The Philippine National Herbarium Collection

Plant collections at the PNH which approximately total to 180,000 mounted and accessioned specimens include angiosperms (flowering plants), gymnosperms (cone-bearing plants), pteridophytes (ferns and fern allies), bryophytes (mosses, hepatics and liverworts), algae, and fungi. The Botany Division which curates and maintains the plant collections also conducts research studies in basic science including taxonomy, revisionary and monographic studies and floristics, and applied science including economic and ethnobotany, allergenic plants, conservation biology, and bioinformatics. Collaborative research activities are also being conducted in the fields of pharmacognosy and pharmacology.
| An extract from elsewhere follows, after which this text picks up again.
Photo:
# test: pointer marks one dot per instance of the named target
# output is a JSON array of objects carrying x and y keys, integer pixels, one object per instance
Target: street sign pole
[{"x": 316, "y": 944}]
The staff also spearheads the establishment of botanical gardens for conservation and educational purposes.

The collections represented in this handbook were chosen on the basis of their conservation status (e.g. rarity) as well as their economic, cultural, and historical significance.


The sea and the shore are the habitats of marine algae. Here, the red and the brown algae are the major photosynthetic organisms, while green algae play this role in the freshwater environment. These three groups occur in both freshwater and marine environment. Some green algae are even terrestrial. Green algae are believed to be the predecessors of the land plants because they share similar characteristics with them including chlorophyll a and b and starch as a form of food reserve. Diverse types of life cycle occur in the different members of the algal group. Their plant body is called a thallus; it does not have true roots, stems, or leaves.
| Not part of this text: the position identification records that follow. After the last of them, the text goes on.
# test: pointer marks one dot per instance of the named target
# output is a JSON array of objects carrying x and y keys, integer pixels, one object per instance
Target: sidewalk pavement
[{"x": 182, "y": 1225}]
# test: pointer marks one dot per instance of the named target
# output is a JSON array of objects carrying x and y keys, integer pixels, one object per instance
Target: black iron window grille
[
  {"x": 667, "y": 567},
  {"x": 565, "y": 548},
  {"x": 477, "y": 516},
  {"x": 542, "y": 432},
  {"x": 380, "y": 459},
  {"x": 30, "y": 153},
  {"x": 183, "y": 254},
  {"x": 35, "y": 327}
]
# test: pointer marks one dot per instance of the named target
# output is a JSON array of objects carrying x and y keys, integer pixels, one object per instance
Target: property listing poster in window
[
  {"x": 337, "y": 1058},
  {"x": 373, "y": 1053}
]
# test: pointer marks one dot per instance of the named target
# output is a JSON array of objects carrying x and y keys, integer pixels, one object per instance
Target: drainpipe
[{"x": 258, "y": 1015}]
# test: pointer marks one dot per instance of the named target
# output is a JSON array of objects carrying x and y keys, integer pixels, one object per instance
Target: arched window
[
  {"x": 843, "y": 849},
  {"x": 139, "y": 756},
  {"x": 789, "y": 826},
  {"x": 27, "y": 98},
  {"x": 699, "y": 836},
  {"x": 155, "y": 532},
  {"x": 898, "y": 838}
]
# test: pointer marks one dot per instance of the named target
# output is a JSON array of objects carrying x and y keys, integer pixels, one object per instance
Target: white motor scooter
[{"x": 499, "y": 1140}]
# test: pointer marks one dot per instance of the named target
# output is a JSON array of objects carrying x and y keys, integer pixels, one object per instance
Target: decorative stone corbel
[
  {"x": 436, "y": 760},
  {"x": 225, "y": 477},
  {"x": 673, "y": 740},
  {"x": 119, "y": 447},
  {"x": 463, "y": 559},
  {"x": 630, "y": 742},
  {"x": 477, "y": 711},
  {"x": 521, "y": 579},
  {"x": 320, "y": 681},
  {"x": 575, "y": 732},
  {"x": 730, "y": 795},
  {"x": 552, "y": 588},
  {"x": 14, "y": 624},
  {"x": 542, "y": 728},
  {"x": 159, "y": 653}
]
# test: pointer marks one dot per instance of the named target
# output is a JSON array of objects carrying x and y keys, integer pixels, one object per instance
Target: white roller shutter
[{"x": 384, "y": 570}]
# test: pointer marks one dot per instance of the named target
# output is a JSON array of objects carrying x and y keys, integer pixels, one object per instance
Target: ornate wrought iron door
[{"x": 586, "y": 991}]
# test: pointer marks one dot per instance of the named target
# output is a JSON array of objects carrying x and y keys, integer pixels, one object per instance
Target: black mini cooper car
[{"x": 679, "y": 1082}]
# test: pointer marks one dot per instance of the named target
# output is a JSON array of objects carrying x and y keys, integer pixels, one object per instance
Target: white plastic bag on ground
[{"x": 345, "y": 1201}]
Algae are important source of food in many parts of the world [e.g. kelps, sea lettuce (Ulva sp.)]. They provide necessary salts and other supplementary vitamins and minerals. Kelps are the source of alginates, which are used as thickening agents and stabilizers in the food, textile, cosmetic, paper and pharmaceutical industries. They are also used directly as fertilizers in some regions and in the preparation of agar. Agar which is used to make capsules for drugs and vitamins, base of cosmetics, dental impression material, and a culture medium for bacteria and other cells, perhaps is the most important direct commercial application of any algae.
   Sargassum cristaefolium
   Halymenia durvelliaei
   Acanthophora spicifera

The Ferns and Their Allies

Pteridophytes are vascular plants that are similar to seed-bearing plants by the presence of vascular tissues, phloem and xylem. They, however, differ from the latter by having spores as the major dispersal units, characteristics they share with bryophytes and fungi. Ferns have a pronounced alternation of phases in their life cycle, the sporophyte (the spore-bearing phase) and the gametophyte (the gametangia and gamete-bearing phase). The sporophyte is the more dominant phase represented by the plants we see in the forests. The gametophyte is very reduced, sometimes microscopic multicellular, one-cell thick organism that later develops gametangia producing eggs and sperms. One germinating spore can potentially start a population because it can develop into a gametophyte that produces both the eggs and sperms.
One of the most economically important ferns, Azolla, a species that naturally fixes nitrogen, occurs in rice paddies in Asia. Some species are highly priced ornamentals, some are used in native handicrafts, and still others are used as food.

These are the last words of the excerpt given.